Au Salon de l’agriculture, Marine Le Pen suscite la curiosité
Au Salon de l’agriculture, Marine Le Pen suscite la curiosité
Par Olivier Faye
A la question d’un éventuel vote en faveur de la candidate du Front national, à la présidentielle, certains agriculteurs répondent « pourquoi pas » ou « on peut toujours essayer ».
Le désarroi reste un des ressorts les plus forts du vote – ou de l’abstention. Et il représente aussi depuis des années un des moteurs du succès du Front national, ce que Marine Le Pen a reconnu, dimanche 26 février, dans un meeting à Nantes, en déclarant que les électeurs exprimaient une « colère tellement légitime » en votant pour elle.
Dans les travées du Salon de l’agriculture, mardi 28 février, à Paris, la candidate du FN à l’élection présidentielle en a trouvé, de la « colère ». Celle d’agriculteurs déclarant : « Je ne crois plus à la politique. » D’éleveurs déplorant : « Les candidats ne parlent jamais d’agriculture à la télévision. » De producteurs soulignant : « On vit, mais les loisirs on oublie. » Celle d’un monde agricole frappé par la crise, qui pourrait se détourner du candidat de la droite traditionnelle pour la première fois, et lui préférer l’extrême droite.
Selon un sondage réalisé par le Centre de recherches politiques de Sciences Po (Cevipof) pour Le Monde, 35 % du monde agricole pourrait voter en faveur de la fille de Jean-Marie Le Pen au premier tour de la présidentielle, le 23 avril, contre seulement 20 % pour le candidat Les Républicains François Fillon. En 2012, Nicolas Sarkozy captait encore 44 % de leurs voix.
« On peut toujours l’essayer »
« Pourquoi pas, répond Didier Chassot, éleveur de charolaises, à la question d’un éventuel vote frontiste. On importe aujourd’hui de la viande d’Amérique du Sud à 1,70 euro le kilo.

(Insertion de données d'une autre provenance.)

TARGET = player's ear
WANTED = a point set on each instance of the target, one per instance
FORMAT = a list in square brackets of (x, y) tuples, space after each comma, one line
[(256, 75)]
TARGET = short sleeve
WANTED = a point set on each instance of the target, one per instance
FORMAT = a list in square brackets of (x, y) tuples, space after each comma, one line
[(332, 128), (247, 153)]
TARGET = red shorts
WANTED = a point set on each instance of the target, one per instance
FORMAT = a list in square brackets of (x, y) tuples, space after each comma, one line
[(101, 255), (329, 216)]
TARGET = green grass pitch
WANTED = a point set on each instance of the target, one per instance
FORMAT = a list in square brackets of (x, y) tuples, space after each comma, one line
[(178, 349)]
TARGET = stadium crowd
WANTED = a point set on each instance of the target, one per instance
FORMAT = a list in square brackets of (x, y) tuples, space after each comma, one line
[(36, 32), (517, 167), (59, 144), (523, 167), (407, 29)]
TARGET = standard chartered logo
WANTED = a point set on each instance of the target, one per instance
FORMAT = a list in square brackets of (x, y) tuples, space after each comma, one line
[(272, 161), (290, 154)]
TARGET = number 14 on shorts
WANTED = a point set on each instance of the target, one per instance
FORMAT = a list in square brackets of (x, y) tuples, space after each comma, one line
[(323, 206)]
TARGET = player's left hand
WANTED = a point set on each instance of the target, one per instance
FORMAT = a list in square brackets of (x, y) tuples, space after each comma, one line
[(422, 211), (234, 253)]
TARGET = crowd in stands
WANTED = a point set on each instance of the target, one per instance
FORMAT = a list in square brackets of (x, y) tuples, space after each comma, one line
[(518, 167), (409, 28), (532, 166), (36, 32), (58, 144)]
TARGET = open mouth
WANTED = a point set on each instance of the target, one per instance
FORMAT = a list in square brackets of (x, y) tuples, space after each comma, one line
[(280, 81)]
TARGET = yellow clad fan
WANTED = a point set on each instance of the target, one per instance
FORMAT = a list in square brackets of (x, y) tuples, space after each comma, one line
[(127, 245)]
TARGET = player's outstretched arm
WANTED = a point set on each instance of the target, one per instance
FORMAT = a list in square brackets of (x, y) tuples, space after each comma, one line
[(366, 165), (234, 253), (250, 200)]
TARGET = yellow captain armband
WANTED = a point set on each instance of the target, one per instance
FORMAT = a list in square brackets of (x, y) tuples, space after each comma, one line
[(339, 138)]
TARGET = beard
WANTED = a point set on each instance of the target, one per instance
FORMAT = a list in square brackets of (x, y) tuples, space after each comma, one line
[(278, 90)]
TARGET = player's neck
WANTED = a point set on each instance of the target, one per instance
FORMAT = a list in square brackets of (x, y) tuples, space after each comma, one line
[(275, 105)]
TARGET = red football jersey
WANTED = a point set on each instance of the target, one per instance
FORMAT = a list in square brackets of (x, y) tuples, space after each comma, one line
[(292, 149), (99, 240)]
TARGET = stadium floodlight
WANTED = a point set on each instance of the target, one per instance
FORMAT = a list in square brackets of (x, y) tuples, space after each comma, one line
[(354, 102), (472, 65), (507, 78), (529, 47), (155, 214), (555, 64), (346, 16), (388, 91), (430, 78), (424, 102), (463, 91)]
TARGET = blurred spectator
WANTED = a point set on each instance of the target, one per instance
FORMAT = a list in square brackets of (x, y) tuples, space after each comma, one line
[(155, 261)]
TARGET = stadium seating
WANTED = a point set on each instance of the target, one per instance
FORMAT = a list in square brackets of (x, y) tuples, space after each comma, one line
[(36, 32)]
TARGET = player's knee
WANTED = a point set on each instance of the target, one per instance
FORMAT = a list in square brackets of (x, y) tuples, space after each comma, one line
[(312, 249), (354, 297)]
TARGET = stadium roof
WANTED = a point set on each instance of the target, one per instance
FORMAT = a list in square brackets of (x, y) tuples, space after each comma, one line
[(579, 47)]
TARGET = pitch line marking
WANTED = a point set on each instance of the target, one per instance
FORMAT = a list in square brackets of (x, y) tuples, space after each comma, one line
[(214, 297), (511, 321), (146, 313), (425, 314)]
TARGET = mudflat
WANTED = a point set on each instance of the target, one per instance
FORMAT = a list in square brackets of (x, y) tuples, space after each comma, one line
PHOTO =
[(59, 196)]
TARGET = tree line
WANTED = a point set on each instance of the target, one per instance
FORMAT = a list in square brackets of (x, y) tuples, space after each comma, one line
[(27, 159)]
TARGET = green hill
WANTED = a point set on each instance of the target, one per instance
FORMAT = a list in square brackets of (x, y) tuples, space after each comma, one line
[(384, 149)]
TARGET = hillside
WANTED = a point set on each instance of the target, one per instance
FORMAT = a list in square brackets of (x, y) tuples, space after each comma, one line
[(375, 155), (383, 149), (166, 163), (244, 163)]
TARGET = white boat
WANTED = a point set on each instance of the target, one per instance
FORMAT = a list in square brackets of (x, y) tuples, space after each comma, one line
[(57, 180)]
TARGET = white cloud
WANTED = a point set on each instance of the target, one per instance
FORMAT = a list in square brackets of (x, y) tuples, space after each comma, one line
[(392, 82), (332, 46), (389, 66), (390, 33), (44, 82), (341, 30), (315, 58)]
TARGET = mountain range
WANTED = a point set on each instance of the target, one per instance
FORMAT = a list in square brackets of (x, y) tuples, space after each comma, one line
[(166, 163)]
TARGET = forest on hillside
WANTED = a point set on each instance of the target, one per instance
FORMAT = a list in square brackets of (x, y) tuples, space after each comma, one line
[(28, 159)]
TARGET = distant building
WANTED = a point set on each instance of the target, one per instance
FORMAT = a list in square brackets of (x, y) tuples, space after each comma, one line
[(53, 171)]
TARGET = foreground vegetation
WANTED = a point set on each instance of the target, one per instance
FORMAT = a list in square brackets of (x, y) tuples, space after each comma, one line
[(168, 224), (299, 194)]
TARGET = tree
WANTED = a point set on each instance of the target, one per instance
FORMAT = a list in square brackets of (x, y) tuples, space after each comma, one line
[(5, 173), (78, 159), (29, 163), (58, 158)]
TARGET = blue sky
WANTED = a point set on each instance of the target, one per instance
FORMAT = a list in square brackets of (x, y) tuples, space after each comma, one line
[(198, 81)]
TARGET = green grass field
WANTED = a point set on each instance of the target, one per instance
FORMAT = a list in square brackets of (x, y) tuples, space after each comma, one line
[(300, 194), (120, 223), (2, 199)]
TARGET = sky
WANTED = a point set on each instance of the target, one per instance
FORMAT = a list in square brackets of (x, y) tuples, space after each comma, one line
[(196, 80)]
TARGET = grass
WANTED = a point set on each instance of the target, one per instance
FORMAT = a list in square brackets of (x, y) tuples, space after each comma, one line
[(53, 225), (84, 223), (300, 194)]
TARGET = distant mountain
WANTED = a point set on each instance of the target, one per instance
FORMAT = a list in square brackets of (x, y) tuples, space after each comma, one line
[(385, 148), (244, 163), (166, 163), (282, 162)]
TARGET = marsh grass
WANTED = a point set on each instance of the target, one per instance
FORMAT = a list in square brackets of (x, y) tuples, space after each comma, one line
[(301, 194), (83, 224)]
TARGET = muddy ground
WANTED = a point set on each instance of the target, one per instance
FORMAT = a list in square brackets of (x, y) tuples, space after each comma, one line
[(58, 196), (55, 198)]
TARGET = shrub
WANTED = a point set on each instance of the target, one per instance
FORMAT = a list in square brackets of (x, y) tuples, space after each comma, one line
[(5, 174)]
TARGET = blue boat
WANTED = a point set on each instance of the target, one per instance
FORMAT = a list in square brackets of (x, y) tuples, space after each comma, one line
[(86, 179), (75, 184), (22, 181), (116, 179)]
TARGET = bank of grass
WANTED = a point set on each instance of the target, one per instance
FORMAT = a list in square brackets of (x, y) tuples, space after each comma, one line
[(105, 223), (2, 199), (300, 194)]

Nous, à 2,80 euros le kilo, on perd de l’argent à la produire. » Le discours entre en résonance avec les mesures protectionnistes promises par la présidente frontiste, qui veut « arrêter la concurrence déloyale et les accords de libre-échange qui mettent nos producteurs en concurrence avec des gens qui n’ont pas les mêmes normes que les nôtres ».
Mais d’autres pans du programme de la candidate, notamment sur la politique agricole commune, qu’elle qualifie d’« échec absolu », sur les aides, qu’elle veut « franciser », ou sur les frontières nationales, qu’elle entend « rétablir », passent moins bien. « On travaille beaucoup à l’export, pour écouler nos productions. Ça va être compliqué si on ferme les frontières », assure Cyril Courdier, fabricant de fromage dans le Jura.
L’accueil réservé à la présidente frontiste dans le Salon n’était ni enthousiaste ni hostile, mais empreint d’une curiosité bienveillante. « Je ne sais pas vraiment ce qu’elle propose, confesse Camille Lassalle, éleveur de gasconnes dans l’Aude. Mais on peut toujours l’essayer. » Autant que le désarroi, la virginité de son exercice du pouvoir reste pour le FN un moyen de mobiliser les électeurs.